Ok, so here's my Story, it's gonna be a long one. 

 

This has now been going on for almost a year, and there was nothing leading up to it. I literally went to bed fine 1 day and woke up the next all banged up.

 

Up until this happened, I was doing 100% perfectly fine.

 

Back in March '13 I went to a Parade for St. Pats day, Drank (not til I blacked out or threw up), Socialized, ect... Came home, made some food, and went to sleep. The next day I woke up and I felt dizzy. I figured I was just hungover / still drunk from the day before and wrote off how I felt. Made it through that day and went to sleep.

 

The next morning I woke up at 6am and knew something wasn't right. My resting Pulse was 120bpm+ and my bp was 150/100, had pain / tightness in the back of my head, and my Vision was all Fuzzy (not blurry). So I called my PCD and they couldn't see me that day, so I scheduled for the next day. By Noon, I was bad, I called my PCD back and told them what was going on, they said if it's that bad, go to the ER. So I go to the ER, they see me right away. They do an EKG - everything fine...CT Scan of Head - everything fine...Chest X-Ray - everything fine...Pull 8 tubes of Blood - everything they checked was fine...I was in the ER for 7 hours, doc comes back in and takes my Vitals, they tell me everything is fine, go home.

 

I go see my PCD the next day and my BP and Pulse is still elevated, not high, but elevated. They put me on Toprol XL to bring my BP and Pulse down, and set me up with a Cardiologist.

 

I go to the Cardio Doc and as soon as he sits down and looks at my file and everything, he says I don't need to be there, I don't need to be on the Toprol XL. He tells my PCD to take me off the Meds, my PCD refuses. So for 2 Months months I'm on the Toprol XL and they are REALLY messing with me. Sometimes by BP will be Low, sometimes it'll be High, same with my Pulse, sometimes low, sometimes high, and I was having ALOT of Panic Attacks.

 

Throughout all this, my Symptoms are now, Rapid Pulse, High BP, Muscle Spasms, Fuzzy Vision, brain fog, confusion, slurred speech, muscle weakness, always tired, sensitive to light and sound, full body tingling sensation, panic and anxiety attacks, mood swings, thoughts of dying, chest pain, shallow breathing, always having to take a deep breath, memory loss.

 

Also, up until this point, I kid you not, I had about 30 EKG's because of the chest pain and breathing difficulties. It was to the point, my PCD wouldn't even charge me for an appointment because I was there so often.

 

So I get off the Toprol XL and my PCD thinks it's Lyme, so they put me on Doxy 100mg 2x a day for 3 Weeks. No change in how I feel.

 

So now they think it's Vertigo, put me on Meclizine, that doesn't do anything.

 

So now after 3 Months, I finally see the Head Doctor of the office. He tell me it's all in my head, there's nothing wrong with me, and he thinks it's depression. I stop him there, tell him I'm not depressed, get all my medical records from the office and never return again.

 

I find a new doc and they go full blast on me.

 

They send me to:

ENT - Everything fine.

Neurologist - Orders MRI of Brain and Neck - Everything fine.

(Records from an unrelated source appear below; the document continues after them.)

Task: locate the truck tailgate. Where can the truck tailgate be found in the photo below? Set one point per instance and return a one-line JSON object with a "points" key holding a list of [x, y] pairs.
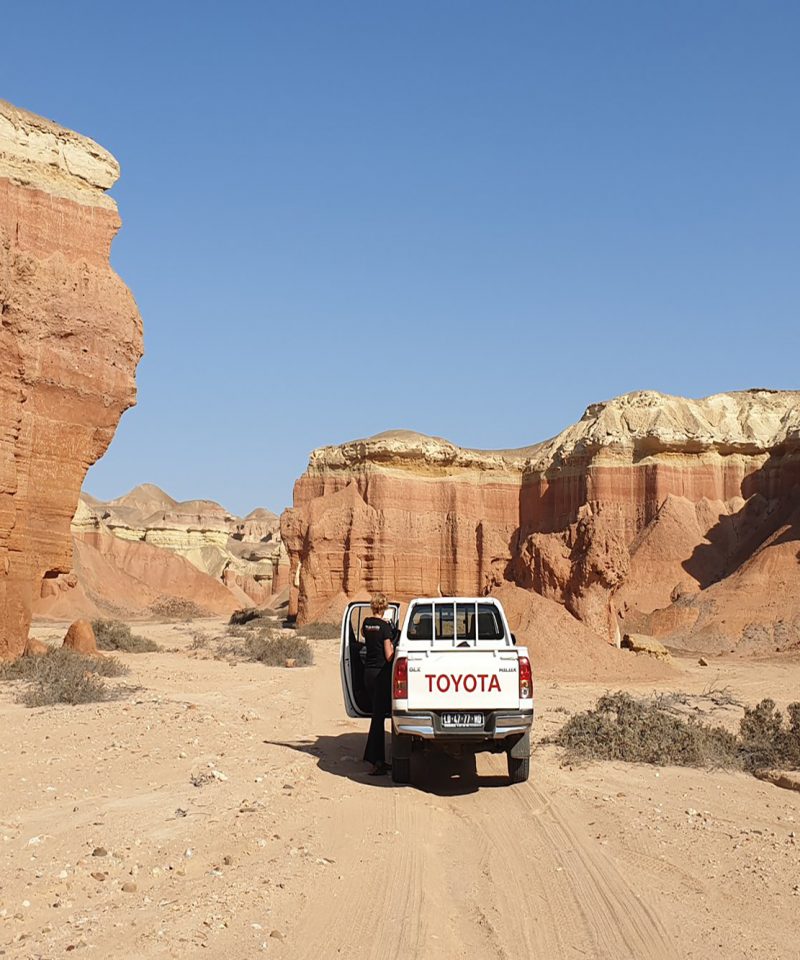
{"points": [[463, 678]]}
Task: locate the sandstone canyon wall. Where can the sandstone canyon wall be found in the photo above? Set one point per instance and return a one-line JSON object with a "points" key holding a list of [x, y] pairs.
{"points": [[70, 340], [648, 504], [146, 554]]}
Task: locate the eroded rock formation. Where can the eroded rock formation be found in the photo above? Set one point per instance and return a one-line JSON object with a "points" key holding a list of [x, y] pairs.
{"points": [[651, 508], [70, 340], [145, 553]]}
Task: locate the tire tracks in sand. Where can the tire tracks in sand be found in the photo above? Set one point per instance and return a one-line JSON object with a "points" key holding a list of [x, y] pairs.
{"points": [[494, 872]]}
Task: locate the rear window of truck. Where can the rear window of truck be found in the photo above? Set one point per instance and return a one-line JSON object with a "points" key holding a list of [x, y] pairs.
{"points": [[455, 623]]}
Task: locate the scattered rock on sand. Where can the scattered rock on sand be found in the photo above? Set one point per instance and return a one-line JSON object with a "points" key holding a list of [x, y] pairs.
{"points": [[788, 779], [640, 643], [80, 637], [35, 648]]}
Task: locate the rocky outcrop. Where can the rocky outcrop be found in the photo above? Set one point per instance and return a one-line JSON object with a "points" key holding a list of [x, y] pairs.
{"points": [[70, 340], [648, 503], [145, 551]]}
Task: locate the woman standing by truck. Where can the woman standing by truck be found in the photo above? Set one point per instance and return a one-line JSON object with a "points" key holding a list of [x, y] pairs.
{"points": [[378, 637]]}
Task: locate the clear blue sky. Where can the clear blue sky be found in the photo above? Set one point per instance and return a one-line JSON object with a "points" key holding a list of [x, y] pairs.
{"points": [[468, 219]]}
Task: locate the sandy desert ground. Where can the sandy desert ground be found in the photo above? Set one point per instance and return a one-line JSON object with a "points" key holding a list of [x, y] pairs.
{"points": [[286, 848]]}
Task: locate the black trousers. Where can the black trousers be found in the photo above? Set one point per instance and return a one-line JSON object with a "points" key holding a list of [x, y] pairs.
{"points": [[378, 681]]}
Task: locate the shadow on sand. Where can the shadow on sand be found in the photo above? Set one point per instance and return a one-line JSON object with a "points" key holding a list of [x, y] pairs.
{"points": [[432, 772]]}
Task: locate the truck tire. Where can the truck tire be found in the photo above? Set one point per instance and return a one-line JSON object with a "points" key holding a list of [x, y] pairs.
{"points": [[519, 760], [401, 757]]}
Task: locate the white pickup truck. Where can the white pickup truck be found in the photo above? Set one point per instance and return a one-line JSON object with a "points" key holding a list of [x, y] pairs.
{"points": [[459, 681]]}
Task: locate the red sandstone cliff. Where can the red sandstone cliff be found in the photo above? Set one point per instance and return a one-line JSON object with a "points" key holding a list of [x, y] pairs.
{"points": [[647, 502], [70, 340], [138, 554]]}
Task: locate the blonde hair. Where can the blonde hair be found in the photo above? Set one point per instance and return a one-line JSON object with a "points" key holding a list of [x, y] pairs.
{"points": [[378, 603]]}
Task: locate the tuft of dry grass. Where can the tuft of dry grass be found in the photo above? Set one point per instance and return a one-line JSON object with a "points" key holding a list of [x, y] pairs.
{"points": [[621, 727], [63, 676], [116, 635], [263, 645], [320, 631], [176, 608], [245, 615]]}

Optholmologist - Everything fine.

I go to my regular eye doc - Everything fine.

GI - Gets Cat Scan of Abdomen and Pelvis - everything fine.

New PCD Doc does Sonogram of Abdomen - everything fine.

Cardiologist - 24 hour Holter Monitor - everything fine...30 day event monitor - everything fine...stress echo - everything fine...more ekg's - everything fine.

New PCD doc runs Lyme Tests (through imugen) - everything comes back fine but it shows that I have Babesia - Titer 32. They put me on Mepron and z-pack for 1 week. Nothing Changes. Feel the same.

 

They put me on Biaxin and a steroid in hopes of knocking out whatever I have - nothing changes, still feel the same.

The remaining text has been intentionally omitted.